さらなる実施態様において、該ムスカリン受容体アンタゴニストが、該医薬組成物に対して、およそ0.001〜0.045重量%の間、およそ0.001〜0.04重量%の間、およそ0.001〜0.035重量%の間、およそ0.001〜0.03重量%の間、およそ0.001〜0.025重量%の間、およそ0.001〜0.02重量%の間、およそ0.001〜0.015重量%の間、およそ0.001〜0.01重量%の間、およそ0.001〜0.005重量%の間、およそ0.005〜0.03重量%の間、およそ0.005〜0.04重量%の間、およそ0.01〜0.03重量%の間、およそ0.01〜0.045重量%の間、およそ0.01〜0.04重量%の間、およそ0.02〜0.04重量%の間、およそ0.02〜0.03重量%の間、およそ0.015〜0.025重量%の間、およそ0.015〜0.03重量%の間、又はおよそ0.015〜0.035重量%の間など、およそ0.001重量%から0.05重量%未満の間の範囲の量で存在する、上記実施態様のいずれか1つ及び本明細書のさらなる実施態様のいずれか1つ以上の医薬組成物、眼用装置、又は治療の方法。

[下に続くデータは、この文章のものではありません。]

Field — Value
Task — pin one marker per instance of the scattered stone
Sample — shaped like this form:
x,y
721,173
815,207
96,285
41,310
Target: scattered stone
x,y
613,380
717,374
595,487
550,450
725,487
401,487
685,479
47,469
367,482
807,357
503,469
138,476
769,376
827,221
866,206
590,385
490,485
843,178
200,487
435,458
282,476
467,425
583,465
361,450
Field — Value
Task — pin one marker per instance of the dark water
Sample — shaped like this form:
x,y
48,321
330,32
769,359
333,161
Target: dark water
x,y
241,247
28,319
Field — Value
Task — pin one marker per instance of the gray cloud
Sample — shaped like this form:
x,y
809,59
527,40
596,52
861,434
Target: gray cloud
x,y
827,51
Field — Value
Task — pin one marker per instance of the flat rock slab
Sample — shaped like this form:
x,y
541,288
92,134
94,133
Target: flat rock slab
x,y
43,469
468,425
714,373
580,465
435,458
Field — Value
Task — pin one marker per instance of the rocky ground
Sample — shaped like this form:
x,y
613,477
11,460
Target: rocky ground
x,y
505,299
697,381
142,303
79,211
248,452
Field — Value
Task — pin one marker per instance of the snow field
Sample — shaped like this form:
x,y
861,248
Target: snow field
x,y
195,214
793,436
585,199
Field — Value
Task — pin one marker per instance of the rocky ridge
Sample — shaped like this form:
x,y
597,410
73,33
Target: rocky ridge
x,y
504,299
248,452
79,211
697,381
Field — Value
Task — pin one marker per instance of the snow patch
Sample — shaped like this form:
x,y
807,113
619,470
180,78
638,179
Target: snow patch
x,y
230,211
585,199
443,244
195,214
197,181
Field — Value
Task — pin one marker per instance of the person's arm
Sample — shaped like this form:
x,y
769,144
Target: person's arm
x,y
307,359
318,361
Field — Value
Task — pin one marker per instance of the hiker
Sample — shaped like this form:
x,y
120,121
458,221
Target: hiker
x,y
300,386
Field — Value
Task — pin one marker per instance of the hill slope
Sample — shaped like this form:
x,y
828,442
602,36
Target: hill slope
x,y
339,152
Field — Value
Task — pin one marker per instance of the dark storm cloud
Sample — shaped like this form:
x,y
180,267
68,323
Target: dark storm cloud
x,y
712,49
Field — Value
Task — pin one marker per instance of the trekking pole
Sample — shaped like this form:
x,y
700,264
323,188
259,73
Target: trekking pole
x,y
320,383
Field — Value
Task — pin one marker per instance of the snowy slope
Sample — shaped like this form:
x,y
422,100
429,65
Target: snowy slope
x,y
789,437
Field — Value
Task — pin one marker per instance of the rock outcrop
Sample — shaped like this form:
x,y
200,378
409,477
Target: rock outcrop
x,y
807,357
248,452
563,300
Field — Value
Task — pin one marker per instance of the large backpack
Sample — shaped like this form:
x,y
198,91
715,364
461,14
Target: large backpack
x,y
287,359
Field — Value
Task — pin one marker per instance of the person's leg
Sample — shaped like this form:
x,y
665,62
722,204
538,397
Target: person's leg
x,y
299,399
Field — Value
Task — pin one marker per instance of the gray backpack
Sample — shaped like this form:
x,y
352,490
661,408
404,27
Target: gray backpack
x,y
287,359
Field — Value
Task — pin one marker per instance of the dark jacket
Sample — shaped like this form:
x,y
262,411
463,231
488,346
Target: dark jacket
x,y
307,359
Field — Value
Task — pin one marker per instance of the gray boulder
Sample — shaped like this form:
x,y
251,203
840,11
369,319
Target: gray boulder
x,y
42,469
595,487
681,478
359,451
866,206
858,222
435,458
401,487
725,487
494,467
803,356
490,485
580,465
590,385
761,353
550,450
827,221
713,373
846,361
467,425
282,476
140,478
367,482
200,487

さらなる実施態様において、該ムスカリン受容体アンタゴニストが、該医薬組成物に対して、およそ0.001重量%、およそ0.002重量%、およそ0.005重量%、およそ0.01重量%、およそ0.015重量%、およそ0.02重量%、およそ0.025重量%、およそ0.03重量%、およそ0.035重量%、およそ0.04重量%、又はおよそ0.045重量%の量で存在する、上記実施態様のいずれか1つ及び本明細書のさらなる実施態様のいずれか1つ以上の医薬組成物、眼用装置、又は治療の方法。
さらなる実施態様において、該ムスカリン受容体アンタゴニストが、該医薬組成物に対して、0.05重量%未満の濃度で使用されるなど、低濃度で使用され、例えば、およそ0.045重量%以下、およそ0.04重量%以下、およそ0.035重量%以下、又はおよそ0.03重量%以下の濃度など、約0.05重量%未満から0.001重量%以上の間の濃度で使用される、上記実施態様のいずれか1つ及び本明細書のさらなる実施態様のいずれか1つ以上の医薬組成物、眼用装置、又は治療の方法。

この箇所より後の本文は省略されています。